The system has produced an incredible amount of cheap food to feed a burgeoning population. Where ancient man spent >80% of their time trying to feed themselves, we (in the U.S.)now spend <10% of our time earning money to feed ourselves. That is one advantage of industrialization that is just hard to argue away. If we want to alleviate the ills of industrial agriculture then we are going to have to spend more money on our food. And a side effect is that more people will starve. So I have mixed feeling about industrial agriculture.

But one way that I am dealing with these feelings is producing some of my own food - chicken, eggs and vegetables. Next year I will start raising my own beef but that is a luxury that I have because I have 7 acres. I still buy cheap pork from Sam's Club and I stop at Burger King for lunch when I am on the road. For $1 I can buy a complete meal - a Whopper Junior - that really tastes pretty good, charbroiled beef with a tomato and lettuce that tastes kind of fresh.

I hope many people will read the article to stimulate their thinking, but it is a complex issue and the article is over simplistic and biased.
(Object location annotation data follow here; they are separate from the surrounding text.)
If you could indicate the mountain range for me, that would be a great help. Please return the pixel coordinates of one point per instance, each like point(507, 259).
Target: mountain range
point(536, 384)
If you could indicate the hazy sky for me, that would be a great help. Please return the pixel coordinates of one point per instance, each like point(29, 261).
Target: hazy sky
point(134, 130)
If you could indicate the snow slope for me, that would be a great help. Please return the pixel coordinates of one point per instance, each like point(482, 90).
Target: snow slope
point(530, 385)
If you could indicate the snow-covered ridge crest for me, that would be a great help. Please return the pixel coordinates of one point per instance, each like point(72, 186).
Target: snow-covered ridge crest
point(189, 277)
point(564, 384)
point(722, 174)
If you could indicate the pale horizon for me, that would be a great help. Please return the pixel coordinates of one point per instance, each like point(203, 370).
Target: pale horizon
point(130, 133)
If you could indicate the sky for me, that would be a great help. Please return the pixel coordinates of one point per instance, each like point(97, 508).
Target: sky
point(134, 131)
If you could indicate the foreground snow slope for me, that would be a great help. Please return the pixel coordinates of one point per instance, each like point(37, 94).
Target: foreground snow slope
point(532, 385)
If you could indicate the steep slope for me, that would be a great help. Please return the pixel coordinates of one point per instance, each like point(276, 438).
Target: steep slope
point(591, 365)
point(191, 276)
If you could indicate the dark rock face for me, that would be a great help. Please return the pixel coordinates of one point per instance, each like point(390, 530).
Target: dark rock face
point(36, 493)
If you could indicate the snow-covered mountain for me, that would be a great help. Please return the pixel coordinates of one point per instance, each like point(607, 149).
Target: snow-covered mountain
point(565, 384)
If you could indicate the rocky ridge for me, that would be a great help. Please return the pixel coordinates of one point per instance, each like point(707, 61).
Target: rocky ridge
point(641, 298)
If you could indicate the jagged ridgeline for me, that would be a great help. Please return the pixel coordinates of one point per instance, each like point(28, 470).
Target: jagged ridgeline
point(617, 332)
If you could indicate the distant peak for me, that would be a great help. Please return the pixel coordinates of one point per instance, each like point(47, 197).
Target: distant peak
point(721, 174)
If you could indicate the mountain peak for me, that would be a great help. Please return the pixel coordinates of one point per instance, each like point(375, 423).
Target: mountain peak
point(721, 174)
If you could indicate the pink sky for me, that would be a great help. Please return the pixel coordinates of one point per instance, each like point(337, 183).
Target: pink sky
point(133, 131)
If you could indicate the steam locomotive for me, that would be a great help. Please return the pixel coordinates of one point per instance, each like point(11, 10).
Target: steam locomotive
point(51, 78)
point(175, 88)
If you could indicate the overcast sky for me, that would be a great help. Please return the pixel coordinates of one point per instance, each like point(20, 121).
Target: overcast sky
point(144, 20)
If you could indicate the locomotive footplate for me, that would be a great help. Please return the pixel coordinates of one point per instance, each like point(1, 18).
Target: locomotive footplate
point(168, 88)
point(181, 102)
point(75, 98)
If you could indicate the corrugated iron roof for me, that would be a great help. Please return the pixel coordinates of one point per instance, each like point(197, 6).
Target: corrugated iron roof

I hope people will start to produce more of their own food in their backyard farms. It gives you an appreciation for fresh food but it also gives you an appreciation for industrial agriculture.

-Sydney- said...

A GREAT book for anyone interested in eating more local foods is "Animal, Vegetable, Miracle" by Barbara Kingsolver. Highly recommended.

As for finding local foods to eat
www.localharvest.org, and www.pickyourown.org are a great place to start. However the problem I ran into was that none of the local farmers in my area were on there. So, I go to the farmer's market every week (and it's a real, sell-your-stuff-off-the-back-of-the-truck kind of market, not the overpriced yuppy ones) and I've made friends with several farmers. I ask them a lot about their growing methods, whether or not they use pesticides, how their chickens are kept etc. They're real and honest and I know they appreciate the conversation because they'll keep me talking for an hour if I'm not careful.

The food is there, it's just sometimes hard to find. Ask around, stop at roadside stands, and make friends with your local farmers.

Summer said...

Industrial agriculture is not really all that effective. Smaller farms mean better food, a healthier public, SUSTAINABLE practices, and more jobs. Quality doesn't have to be sacrificed for quantity. And America's "addiction to meat" is not so much an addiction, but a kind of complacency where we/they just eat whatever companies have made available to us. Companies like making cheap food because it turns a bigger profit. I can't honestly believe that more people would starve if they turned to their local communities for food. Farmers might get the wages they deserve, though.